La primera vez, Marlow lo ve con unos prismáticos, cuando Kurtz va en unas angarillas y los nativos lo llevan hasta el barco que ha de devolverlo a la civilización: apenas es una lejana imagen borrosa de un hombre enfermo que mueve un brazo. La segunda es un hombre a cuatro patas, que escucha hechizado los tambores de los bailes nativos, con un fondo de hogueras y aullidos de hechiceros, mientras cruza unas pocas palabras con Marlow (y le salva la vida). Y la tercera y última es la de un hombre que manosea un fajo de cartas, tendido en un camastro en un barco que navega río abajo. Eso es todo. No hay más apariciones de Kurtz, a pesar de que su presencia se hace abrumadora a la largo de la novela. Pero si uno se fija bien, Kurtz no es más que una aparición que infunde temor –y admiración- a quienes lo han tratado, aunque casi no tiene entidad en el mundo de las cosas tangibles. Flota por todas partes, pero en realidad no está en ninguna, ni siquiera cuando aparece de verdad ante los ojos de Marlow.

 

Y ahora vuelvo a la película. Dennis Hopper interpretaba a un fotógrafo de guerra pirado que se había quedado a vivir con Kurtz. En la novela, este personaje era el «hombre de los remiendos», un ruso que había acabado como ayudante de Kurtz en su puesto avanzado de recogida de marfil en el corazón de África, y que al final había tenido que huir porque el propio Kurtz había amenazado con matarlo.
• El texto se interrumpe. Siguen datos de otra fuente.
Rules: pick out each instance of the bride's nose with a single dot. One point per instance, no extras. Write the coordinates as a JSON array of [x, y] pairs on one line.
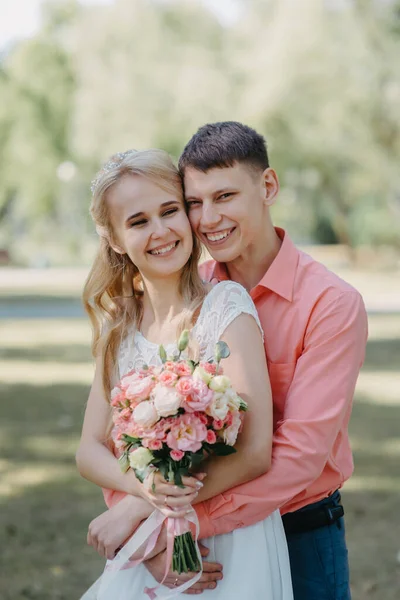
[[160, 229]]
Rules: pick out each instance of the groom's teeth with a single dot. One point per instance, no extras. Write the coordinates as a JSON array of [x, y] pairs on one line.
[[216, 237], [164, 250]]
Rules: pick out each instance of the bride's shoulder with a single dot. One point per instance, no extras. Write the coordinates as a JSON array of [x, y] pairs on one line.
[[226, 289]]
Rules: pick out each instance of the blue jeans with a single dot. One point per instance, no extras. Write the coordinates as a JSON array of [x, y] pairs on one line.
[[319, 560]]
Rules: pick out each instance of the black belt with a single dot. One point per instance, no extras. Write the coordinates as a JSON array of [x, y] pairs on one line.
[[313, 518]]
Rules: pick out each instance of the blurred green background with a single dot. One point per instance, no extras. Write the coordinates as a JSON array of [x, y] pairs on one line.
[[321, 80]]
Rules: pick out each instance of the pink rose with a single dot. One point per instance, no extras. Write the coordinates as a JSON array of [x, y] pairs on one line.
[[169, 365], [140, 389], [184, 386], [187, 434], [218, 424], [211, 368], [200, 397], [127, 379], [230, 433], [177, 454], [203, 417], [125, 414], [182, 369], [166, 400], [168, 378], [145, 414], [211, 437], [117, 397], [155, 445]]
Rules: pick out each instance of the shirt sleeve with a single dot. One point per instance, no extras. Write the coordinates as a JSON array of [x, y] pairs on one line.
[[318, 403]]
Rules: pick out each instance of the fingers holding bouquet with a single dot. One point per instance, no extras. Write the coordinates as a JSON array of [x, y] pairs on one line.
[[167, 496], [167, 420]]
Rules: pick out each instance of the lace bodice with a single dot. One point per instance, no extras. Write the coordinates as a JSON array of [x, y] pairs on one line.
[[224, 303]]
El personaje del ruso es extraordinario: es un hombre que admira a Kurtz y que ha perdido la razón por su culpa y que ya no puede vivir cerca de Kurtz, aunque sabe que su vida jamás volverá a tener sentido lejos de Kurtz. En cambio, el personaje de Dennis Hopper en «Apocalypse Now» es sólo un hippy empapado en LSD, un hippy de «Easy Rider» que ha aparecido en un mal viaje de ácido en medio de la guerra del Vietnam. Su personaje, se mire como se mire, no tiene grandeza. Es un loco que a buen seguro ya había perdido la razón cuando llegó a Vietnam. El ruso de los remiendos, en cambio, seguro que llegó cuerdo a África. Si se ha vuelto loco, ha sido por culpa de su admiración ciega hacia Kurtz. Y eso lo convierte en un personaje muy superior.

 

Pero yo iba a otra cosa. Al ver las imágenes de Dennis Hopper, vi de nuevo el lugar donde se rodaron las escenas finales de «Apocalypse Now». Fue en Pagsanjan, en Filipinas. Estuve allí en octubre de 2005, y lo primero que me sorprendió fue lo pequeño que era todo. Yo había imaginado un lugar gigantesco, un río enorme, una jungla amenazadora, pero me encontré con un río que parecía domesticado y unas cuantas chozas y un carabao pastando en la hierba frente a un hilo con ropa tendida. Los niños se lanzaban al agua desde un árbol del mango y había turistas japoneses en las canoas que llevaban río arriba hacia una cascada. Yo iba en otra canoa con el taxista que me había llevado hasta allí desde Manila. Le había invitado a acompañarme porque quedaba un sitio libre y el precio era el mismo y no me parecía justo dejarlo en tierra. Al poco de iniciar el recorrido en la canoa, noté que nos hacía fotos con unas risitas equívocas. En seguida descubrí que me habían tomado por un depravado occidental que paseaba a su tortolito, antes de entregarse a un acto infame de «turismo sexual». Cada vez que pasaba una canoa frente a la nuestra, se oían las risitas y los clicks, clicks de las cámaras digitales que preparaban el objetivo.

 

Y mientras los turistas japoneses me fotografiaban, yo pensaba en Kurtz, y en el desafío que le había lanzado a la jungla desde el camastro en el que agonizaba en el barco que lo devolvía a la civilización: «¡Oh, todavía pienso arrancarte el corazón!». Click, click, hacían las cámaras, y los remeros remaban río arriba, y el taxista, mosqueado y mareado y perplejo –todo a la vez-, me miraba como preguntándome en dónde diablos lo había metido y qué puñetas estábamos haciendo allí. Y así, me temo, miraba Dennis Hopper a Marlon Brando en «Apocalypse Now». Click. Click.